String Searching

The problem is almost trivial: given a huge input string (the "haystack"), find a small substring ("needle"). And the default search algorithm is so simple that it takes creativity to imagine something better. Now, I don't know about you but after years of seeing and using that trivial solution, it was harder and harder to think of alternatives. So one day I decided I really need to understand this better, and dug into the classic algorithms.

Ask yourself: Do I understand the problem?

Actually, there are more formal definitions, but we'll skip them for now: it would only serve to distract from the point I am trying to make.

Setting up a test harness

As usual, our first step is to prepare a testbed. Our code strategy for the test will be this:

Therefor, our test code looks like this:

#! -*- Encoding: Latin-1 -*-

def read_text_file(filename, needle):
    data = list(open(filename).read())
    
    for index, char in enumerate(data):
        o = ord(char) - ord('a')
        if o < 0 or o >= 26:
            data[index] = ' '
    
    text = "".join(data).lower()
    return 10 * text + needle

def selftest():
    import time
    needle = "%"
    haystack = read_text_file(<Filename for H.G.Wells' War of the Worlds<, needle)

    functions = {
        'builtin search' : builtin_search,
        'naive_search' : naive_search,
        'robin_karp' : robin_karp,
        'knuth_morris_pratt' : knuth_morris_pratt, 
        'naive_search_variant' : naive_search_variant,
        'naive_search_pythonesque' : naive_search_pythonesque,
    }

    expected_result = None
    for function_name in functions:
        function = functions[function_name]
        t0 = time.time()
        result = function(needle, haystack)
        t0 = time.time() - t0
        print "%32s: %12.2f for result %6d" % (function_name, t0, result, ) 

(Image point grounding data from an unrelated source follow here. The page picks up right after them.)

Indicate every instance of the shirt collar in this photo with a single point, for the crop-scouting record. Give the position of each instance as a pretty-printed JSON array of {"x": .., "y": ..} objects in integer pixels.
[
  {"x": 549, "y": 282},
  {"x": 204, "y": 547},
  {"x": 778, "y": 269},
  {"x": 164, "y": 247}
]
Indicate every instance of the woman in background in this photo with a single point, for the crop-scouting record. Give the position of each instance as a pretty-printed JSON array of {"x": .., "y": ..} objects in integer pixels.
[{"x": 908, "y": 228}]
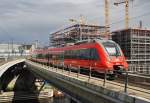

        if expected_result is None:
            expected_result = result
        else:
            assert result == expected_result

if __name__ == "__main__":
    selftest()

Brute Force

The brute force algorithm works like this:

def naive_search(needle, haystack):

    # Enumerate all possible characters in haystack
    for i in xrange(len(haystack)):

        # Check if the substring at this position matches haystack
        found = True
        for j in xrange(len(needle)):
            if haystack[i+j] != needle[j]:
                found = False
                break

        # If there is a match, we're done
        if found:
            return i

    # no match: return -1 indicates failure
    return -1

The logic to compare the substring is very explicit, but also very un-pythonesque. A more pythonic code could read:

def naive_search_pythonesque(needle, haystack):
    n = len(needle)

    # Enumerate all possible characters in haystack
    for i in xrange(len(haystack)):

        # Check if the substring at this position matches haystack
        if haystack[i:i+n] == needle:

            # If there is a match, we're done
            return i

    # no match: return -1 indicates failure
    return -1

Robin-Karp

Now, the Robin Karp string search algorithm gets a bad press, but the idea behind it is really smart and generalizes to a lot of related problems. It was also the first "advanced" string search algorithm that I "got", so I have a kind of sentimental attachment to it.

The basic idea is this:

  1. Treat the haystack not as an array of characters, but as an array of numbers. That is trivial in C, and in Python you can use 'ord' to map characters to ASCII (things are a bit more tricky once you head over to Unicode - as you should! - but for now we'll keep it simple). For example, the following python line: h = map(ord, haystack) converts a string into an array of ASCII ordinals. Example:
    >>> test = "this is a test"
    >>> map(ord, test)
    [116, 104, 105, 115, 32, 105, 115, 32, 97, 32, 116, 101, 115, 116]
    
  2. Do the same for the needle. Now you have two arrays of numbers. This reduces the problem of finding a substring to the problem of finding an array of numbers in another array of numebrs. Doesn't sound like too much of a reduction yet, but bear with me.
  3. Now, observe the any substring in haystack matching needle must, by definition, be of length len(needle).
  4. Observe also that since we have numbers, we can calculate a hash value for the needle.
  5. Then, if we calculate a hash value for a subarray of length n in haystack, all we need to compare is the two hash values to find out if the strings match. Great: comparing two integers gives us a comparison of arbitrarily long strings, at a lot faster speed. There is only one minor problem: calculating the hash faster than string comparison...
  6. Now, this is where the really smart thing comes in: choice of hash function:
    • We need a hash function that will slide a window of n = len(needle) integers across all integers in haystack.
    • In particular, this means: one character is added in the front, one character at the end is removed to update the hash.
    • So, for the needle, we'll simply use the sum of all input values. We will use the very simple Python function
      key = sum(map(ord, needle))
      
      . This wouldn't work in C, but we are here at pyalda.com, not at calda.com.
    • For the haystack, we do the same thing, but we keep two indices in haystack:, one for the character in the front added to the sum, and one for the character and the end, being removed from the hash. This means updating the hash is now O(2) rather than O(N).
  7. The beauty is this: rather than having to match potentially all m characters over and over again, we just compare two integers (fast!) and know if we have. But do we know? Actually, there could be a collision between two hashes. Because this can happen, we'll compare the actual substring once the hashes match, to skip spurious matches.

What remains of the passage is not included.